Friday, April 17, 2009

Tkx version ready for testing!

I'm excited to announce that there's already a test version of the new Tkx ENMTools. And here's the big news - IT WORKS ON OSX! Porting from Tk to Tkx was a bit of a hassle, but once that was done it turned out to be trivial to make it work on a Mac. It also has the side effect of making ENMTools look considerably more modern on a PC than it did before. Contrary to my earlier statements, though, I think we're going to keep the retro look of the web page. If you're as deeply in love with Sparklee logos as I am, you can actually save the above logo into the same folder as the new Tkx ENMTools and it will show up when you start up the software.

Anyway, HERE is the perl script for the new version. In order to keep your browser from trying to interpret that link as a web script, Windows users will need to right click and "save as" to download it. Mac users will have to do the Mac equivalent, whatever that is. I'll have a Windows executable version ready as soon as my new license for Perl Dev Kit gets here. For now, you'll need the very, very newest version of ActivePerl from activestate.com. Mac users will need to go to a console and type the path to the Activestate installation of ActivePerl, because ENMTools won't run using the default OSX perl installation. That'll look something like this:

/usr/local/ActivePerl-5.10/bin/perl ./ENMTools TkxTest 4-17-09.pl

...assuming you're in the directory where you've dropped the perl script.

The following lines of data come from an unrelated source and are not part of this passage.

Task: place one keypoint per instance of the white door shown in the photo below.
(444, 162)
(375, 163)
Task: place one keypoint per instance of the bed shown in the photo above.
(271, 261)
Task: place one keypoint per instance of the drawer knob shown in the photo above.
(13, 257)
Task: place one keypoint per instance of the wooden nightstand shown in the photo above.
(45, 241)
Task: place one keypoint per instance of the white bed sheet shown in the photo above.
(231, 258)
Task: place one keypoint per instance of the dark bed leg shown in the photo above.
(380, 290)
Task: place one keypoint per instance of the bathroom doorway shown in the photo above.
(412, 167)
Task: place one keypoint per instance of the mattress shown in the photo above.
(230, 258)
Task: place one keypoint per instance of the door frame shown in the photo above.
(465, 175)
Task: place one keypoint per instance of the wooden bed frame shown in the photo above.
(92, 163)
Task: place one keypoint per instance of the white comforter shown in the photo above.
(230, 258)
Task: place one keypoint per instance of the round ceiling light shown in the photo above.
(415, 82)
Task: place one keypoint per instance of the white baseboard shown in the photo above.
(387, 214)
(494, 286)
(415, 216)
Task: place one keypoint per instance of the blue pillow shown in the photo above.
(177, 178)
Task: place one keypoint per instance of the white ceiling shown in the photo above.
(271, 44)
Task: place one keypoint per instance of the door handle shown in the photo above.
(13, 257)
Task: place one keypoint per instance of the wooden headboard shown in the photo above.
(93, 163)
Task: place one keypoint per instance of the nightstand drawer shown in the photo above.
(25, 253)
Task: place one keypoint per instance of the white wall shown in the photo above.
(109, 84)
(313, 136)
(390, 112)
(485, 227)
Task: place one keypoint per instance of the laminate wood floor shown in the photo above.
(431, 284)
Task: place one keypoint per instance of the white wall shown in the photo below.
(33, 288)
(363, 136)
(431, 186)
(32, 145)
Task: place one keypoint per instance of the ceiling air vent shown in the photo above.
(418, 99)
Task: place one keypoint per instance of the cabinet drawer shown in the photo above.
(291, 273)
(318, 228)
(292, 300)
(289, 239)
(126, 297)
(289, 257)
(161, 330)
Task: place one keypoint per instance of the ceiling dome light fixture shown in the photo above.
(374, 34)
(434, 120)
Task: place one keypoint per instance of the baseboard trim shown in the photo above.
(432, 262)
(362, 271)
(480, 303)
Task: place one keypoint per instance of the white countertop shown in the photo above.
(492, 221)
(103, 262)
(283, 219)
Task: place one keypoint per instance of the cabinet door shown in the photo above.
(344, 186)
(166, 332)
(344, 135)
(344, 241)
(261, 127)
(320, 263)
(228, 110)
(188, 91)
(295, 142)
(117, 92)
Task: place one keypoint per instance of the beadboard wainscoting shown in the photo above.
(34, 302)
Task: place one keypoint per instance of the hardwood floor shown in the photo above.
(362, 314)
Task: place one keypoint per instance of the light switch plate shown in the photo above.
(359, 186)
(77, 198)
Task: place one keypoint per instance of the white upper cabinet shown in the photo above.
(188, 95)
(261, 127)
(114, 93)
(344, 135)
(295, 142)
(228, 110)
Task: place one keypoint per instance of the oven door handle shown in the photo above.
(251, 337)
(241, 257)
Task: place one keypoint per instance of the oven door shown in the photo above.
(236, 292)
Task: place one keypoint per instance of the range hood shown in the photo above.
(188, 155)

Now in addition to looking considerably sexier and running on OSX, there are a couple of new features that will be of interest to many users. Here are a few:

-Change the amount of memory that is allotted to Maxent (make sure you put in -mx####m, where #### is the number of Mb to assign)
-Ability to turn on/off response curves, pictures, and ROC plots for pseudoreplicates
-New flavors of occurrence point jackknife (I'll write up an explanation of what these are soon)
-Generate data sets for random spatial cross-validation (ditto)
-A new rangebreak test that we haven't told anyone about, which is even cooler than the other ones that we haven't explained
-Measuring niche breadth on ENMs using Levins' measures of niche breadth

Now this stuff is all very, very new. We've done some testing, and things seem to be working correctly. Please email Dan (danwarren@ucdavis.edu) if you hit any snags. Oh, and there's a slight bit of weirdness on OSX in that it seems to want to draw the window slightly smaller than it needs to be, no matter how large I tell the program to make it. Just drag the bottom right corner out a bit and everything's fine. If anyone happens to know what to do about that little glitch, I'd appreciate the info.